Some years back, I had five ribs fractured because I stepped in place of an assault meant for someone else.
I remember those breaks clear as this morning's cereal breakfast because at times I couldn't do anything but whimper.
The constant sorrow for a child missed is like those broken bones.
Not able to stand, eat or function but for the sake of the love I try to remain standing.
The holidays are very difficult, not only do I battle the ache but I also war against the constant thirst of addiction.
So, there are two pains I never wish onto anyone:
Broken ribs and the sorrow of missing a child.
All of me has a void where nothing is able to sooth or fill.
This is why I sought the drink, and now I seek in a new form of comfort.
I pray and write poetry. Both will keep me here longer.

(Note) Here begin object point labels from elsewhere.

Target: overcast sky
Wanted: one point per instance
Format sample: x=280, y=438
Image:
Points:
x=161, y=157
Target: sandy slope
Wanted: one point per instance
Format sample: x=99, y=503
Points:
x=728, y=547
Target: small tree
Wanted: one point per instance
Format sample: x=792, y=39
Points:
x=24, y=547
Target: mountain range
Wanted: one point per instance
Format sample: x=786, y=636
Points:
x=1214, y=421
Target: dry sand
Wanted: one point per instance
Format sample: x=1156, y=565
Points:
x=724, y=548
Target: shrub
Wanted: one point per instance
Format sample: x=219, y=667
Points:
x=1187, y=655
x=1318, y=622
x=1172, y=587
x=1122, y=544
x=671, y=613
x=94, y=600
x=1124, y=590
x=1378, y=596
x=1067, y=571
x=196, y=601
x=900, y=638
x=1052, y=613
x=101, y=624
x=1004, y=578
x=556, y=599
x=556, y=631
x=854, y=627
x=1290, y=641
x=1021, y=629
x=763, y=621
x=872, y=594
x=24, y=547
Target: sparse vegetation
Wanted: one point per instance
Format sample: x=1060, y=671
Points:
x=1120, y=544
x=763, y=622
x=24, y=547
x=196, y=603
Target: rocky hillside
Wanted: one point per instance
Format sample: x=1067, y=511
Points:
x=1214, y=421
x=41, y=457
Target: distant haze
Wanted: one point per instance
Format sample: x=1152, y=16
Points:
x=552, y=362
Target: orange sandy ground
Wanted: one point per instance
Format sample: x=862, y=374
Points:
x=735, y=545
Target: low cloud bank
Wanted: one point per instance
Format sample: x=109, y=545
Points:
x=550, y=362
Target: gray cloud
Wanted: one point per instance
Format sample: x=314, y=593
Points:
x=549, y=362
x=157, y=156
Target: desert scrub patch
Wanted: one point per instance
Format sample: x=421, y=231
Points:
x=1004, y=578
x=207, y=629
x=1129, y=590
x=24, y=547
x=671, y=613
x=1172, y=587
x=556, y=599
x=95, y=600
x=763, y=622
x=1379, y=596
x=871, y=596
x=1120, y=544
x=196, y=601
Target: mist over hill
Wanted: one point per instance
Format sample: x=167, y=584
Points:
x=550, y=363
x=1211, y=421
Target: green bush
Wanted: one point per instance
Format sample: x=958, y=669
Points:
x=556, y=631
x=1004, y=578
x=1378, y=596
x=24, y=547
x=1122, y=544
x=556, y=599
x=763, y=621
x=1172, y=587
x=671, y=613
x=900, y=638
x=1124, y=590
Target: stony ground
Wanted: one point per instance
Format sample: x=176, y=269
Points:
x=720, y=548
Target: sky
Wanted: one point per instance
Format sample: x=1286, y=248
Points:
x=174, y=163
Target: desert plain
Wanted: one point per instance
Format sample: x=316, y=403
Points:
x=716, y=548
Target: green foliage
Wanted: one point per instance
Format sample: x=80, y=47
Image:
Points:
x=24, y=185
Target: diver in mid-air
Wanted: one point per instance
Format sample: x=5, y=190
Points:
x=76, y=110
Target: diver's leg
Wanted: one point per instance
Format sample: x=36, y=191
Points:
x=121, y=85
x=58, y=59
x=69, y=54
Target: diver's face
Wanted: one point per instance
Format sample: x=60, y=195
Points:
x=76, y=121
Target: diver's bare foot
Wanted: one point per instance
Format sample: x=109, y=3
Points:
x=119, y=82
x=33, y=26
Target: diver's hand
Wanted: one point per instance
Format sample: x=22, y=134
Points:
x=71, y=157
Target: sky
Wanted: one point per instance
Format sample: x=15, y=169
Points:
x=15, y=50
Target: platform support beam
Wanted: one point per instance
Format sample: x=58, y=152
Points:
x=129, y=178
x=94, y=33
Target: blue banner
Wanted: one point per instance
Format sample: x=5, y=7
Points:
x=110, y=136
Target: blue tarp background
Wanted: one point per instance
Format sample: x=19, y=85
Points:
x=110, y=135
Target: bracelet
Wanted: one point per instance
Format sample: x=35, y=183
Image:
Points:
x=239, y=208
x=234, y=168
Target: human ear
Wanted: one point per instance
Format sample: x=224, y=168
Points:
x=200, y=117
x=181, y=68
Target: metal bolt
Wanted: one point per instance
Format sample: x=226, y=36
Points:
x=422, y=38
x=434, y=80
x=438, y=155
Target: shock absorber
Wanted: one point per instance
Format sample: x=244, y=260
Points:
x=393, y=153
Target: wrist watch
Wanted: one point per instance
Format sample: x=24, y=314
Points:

Wulfman...first (hugssss).
Wulfman...first (hugssss). Secondly, I don' t know how fresh your wounds are...but from watching many people go through similar things (myself for one), all I have to say is that it looks like you are on a very well paved road to recovery. I know at times it may not seem like it. Stay in the moment. Thank you for keeping myself and those like us who read this "green". You ARE loved.
-peace- nightlight1220
....
...and he asked her, "do you write poetry? Because I feel as if I am the ink that flows from your quill."
"No", she replied, "but I have experienced it. "
Yes and thank you
This poem was written last year's October and I have came a very long way. Though the wound of missing my son is fresh, it aches less the more I manage my anger and remain drug free (alcohol to me is a drug). *Hugs* Thank you. I keep growing for both of us.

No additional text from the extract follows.